In fact, it’s the programming that May is most proud of. Drawing on a long history of successful government computer projects, Robo-PCSO nearly works properly for over 35% of the time. That's that sort of efficiency that allows costly wages and pensions to be scrapped, for the price of the odd pack of AA batteries.
“Core to this project are our three ‘prime directives’, which allow ‘Robbie the Half-Bobby’ to remain focussed on even the most trivial of public order offences”, explained May.
“First, Robo-PCSO must protect the community from the ever present threat of out-of-date tax discs and builders’ radios. Second, he must vaguely remember the handful of laws he’s allowed to issue £80 fines for. And third, he must remain tactless when confronted by even the most reasonable of citizens.”

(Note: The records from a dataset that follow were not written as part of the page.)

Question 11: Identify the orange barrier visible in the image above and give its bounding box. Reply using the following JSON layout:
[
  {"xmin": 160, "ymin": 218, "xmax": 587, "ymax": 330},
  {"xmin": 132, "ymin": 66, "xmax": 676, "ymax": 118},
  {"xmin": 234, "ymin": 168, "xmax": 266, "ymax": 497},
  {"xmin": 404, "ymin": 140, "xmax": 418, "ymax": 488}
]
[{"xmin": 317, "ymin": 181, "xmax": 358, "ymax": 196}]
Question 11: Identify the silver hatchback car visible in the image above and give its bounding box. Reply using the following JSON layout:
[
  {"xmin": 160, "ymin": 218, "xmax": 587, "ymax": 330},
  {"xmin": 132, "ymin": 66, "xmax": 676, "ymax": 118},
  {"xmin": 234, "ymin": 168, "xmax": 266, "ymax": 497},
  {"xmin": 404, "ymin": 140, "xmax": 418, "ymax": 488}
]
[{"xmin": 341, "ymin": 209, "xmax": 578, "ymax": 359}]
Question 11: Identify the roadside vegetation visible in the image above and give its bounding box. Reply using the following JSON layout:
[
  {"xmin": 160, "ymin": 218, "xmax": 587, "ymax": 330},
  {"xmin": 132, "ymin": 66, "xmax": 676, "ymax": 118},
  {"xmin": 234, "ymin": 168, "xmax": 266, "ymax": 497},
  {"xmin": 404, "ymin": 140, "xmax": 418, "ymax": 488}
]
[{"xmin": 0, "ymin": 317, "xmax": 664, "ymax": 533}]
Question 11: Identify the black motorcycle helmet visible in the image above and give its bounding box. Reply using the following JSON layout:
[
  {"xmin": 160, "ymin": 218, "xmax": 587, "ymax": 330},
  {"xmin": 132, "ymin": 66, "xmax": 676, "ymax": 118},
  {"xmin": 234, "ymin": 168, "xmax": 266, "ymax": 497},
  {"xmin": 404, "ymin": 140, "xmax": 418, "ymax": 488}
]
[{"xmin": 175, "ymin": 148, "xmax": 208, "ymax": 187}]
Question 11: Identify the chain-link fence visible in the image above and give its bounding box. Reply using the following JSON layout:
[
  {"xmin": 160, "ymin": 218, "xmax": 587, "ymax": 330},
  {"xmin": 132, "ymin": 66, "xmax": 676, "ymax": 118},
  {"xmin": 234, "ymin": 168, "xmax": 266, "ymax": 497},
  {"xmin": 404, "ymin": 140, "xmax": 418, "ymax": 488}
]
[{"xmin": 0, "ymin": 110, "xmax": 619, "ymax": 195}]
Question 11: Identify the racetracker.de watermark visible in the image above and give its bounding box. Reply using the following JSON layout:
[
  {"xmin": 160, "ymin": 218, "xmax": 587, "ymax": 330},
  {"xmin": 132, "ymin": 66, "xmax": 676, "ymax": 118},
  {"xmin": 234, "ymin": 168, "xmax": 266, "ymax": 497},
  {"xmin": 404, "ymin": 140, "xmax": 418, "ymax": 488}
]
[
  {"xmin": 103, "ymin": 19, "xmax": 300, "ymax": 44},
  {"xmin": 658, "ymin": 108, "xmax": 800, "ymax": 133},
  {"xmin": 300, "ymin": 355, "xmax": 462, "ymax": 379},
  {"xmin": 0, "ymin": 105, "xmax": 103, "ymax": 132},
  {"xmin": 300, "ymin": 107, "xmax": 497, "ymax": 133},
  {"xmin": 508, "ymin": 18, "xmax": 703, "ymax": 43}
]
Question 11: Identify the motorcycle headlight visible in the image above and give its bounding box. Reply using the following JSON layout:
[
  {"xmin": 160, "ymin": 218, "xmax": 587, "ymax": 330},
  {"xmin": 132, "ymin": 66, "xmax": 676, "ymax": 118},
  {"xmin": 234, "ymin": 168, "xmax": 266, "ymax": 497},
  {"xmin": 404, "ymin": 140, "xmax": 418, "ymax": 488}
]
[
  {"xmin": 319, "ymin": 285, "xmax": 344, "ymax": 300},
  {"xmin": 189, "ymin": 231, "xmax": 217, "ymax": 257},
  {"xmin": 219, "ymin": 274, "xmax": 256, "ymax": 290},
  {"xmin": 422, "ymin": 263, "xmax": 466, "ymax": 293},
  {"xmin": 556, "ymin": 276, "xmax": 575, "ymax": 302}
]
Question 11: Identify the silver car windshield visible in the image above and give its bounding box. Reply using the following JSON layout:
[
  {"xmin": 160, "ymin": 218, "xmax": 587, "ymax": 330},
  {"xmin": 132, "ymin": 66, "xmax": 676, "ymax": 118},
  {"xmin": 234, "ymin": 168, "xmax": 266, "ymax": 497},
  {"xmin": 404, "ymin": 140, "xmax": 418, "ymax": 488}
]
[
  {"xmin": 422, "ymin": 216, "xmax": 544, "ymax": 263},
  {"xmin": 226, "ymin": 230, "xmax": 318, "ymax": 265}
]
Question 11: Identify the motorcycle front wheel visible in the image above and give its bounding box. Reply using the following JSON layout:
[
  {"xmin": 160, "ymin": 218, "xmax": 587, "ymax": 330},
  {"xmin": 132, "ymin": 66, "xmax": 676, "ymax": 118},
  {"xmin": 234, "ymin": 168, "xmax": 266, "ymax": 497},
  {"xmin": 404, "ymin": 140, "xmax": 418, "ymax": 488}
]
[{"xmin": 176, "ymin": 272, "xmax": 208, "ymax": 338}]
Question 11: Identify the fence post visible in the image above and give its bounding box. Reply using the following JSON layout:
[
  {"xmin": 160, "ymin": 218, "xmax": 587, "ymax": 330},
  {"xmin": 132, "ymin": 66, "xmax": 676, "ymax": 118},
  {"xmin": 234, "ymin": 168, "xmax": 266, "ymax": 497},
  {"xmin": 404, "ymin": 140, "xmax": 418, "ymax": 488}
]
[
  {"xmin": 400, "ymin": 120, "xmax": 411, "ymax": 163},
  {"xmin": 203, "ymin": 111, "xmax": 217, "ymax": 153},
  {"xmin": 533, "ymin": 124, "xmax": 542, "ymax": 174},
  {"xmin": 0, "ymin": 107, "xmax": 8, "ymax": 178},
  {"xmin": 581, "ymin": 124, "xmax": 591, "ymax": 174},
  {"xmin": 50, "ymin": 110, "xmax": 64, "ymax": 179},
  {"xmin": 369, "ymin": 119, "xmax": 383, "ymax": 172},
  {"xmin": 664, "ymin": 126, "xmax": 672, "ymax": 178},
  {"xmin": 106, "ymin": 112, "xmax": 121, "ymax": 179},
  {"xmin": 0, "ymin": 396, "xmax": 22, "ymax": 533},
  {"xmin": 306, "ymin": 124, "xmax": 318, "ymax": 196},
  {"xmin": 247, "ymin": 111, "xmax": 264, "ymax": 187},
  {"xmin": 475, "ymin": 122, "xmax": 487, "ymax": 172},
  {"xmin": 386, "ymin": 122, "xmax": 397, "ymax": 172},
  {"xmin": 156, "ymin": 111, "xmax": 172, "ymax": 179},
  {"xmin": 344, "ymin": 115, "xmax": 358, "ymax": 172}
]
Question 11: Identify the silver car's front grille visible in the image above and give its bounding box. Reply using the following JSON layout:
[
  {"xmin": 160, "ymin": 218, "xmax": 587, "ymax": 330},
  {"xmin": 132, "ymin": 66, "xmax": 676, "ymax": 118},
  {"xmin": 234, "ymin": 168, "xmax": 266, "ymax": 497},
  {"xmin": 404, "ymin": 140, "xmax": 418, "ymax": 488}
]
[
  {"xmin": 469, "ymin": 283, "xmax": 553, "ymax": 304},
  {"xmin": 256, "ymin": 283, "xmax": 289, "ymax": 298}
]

Slightly scruffy to distinguish himself from a proper copper, Robo-PCSO’s lack of training means even the completely innocent are kept on their toes. And while May is still facing a backlash from officers unhappy about budget cuts, the threat of being lobotomised and strapped in an old shopping trolley should be enough to silence her more vocal critics.
“Robo-PCSO worked faultlessly when we pushed him out of a transit on a sink estate”, claimed May. “He was pulling in over £270 an hour. But we might need to tweak the programming, before we go national with this project. He shouldn’t have tasered that traffic warden just for beating him to a hearse parked on double yellows.”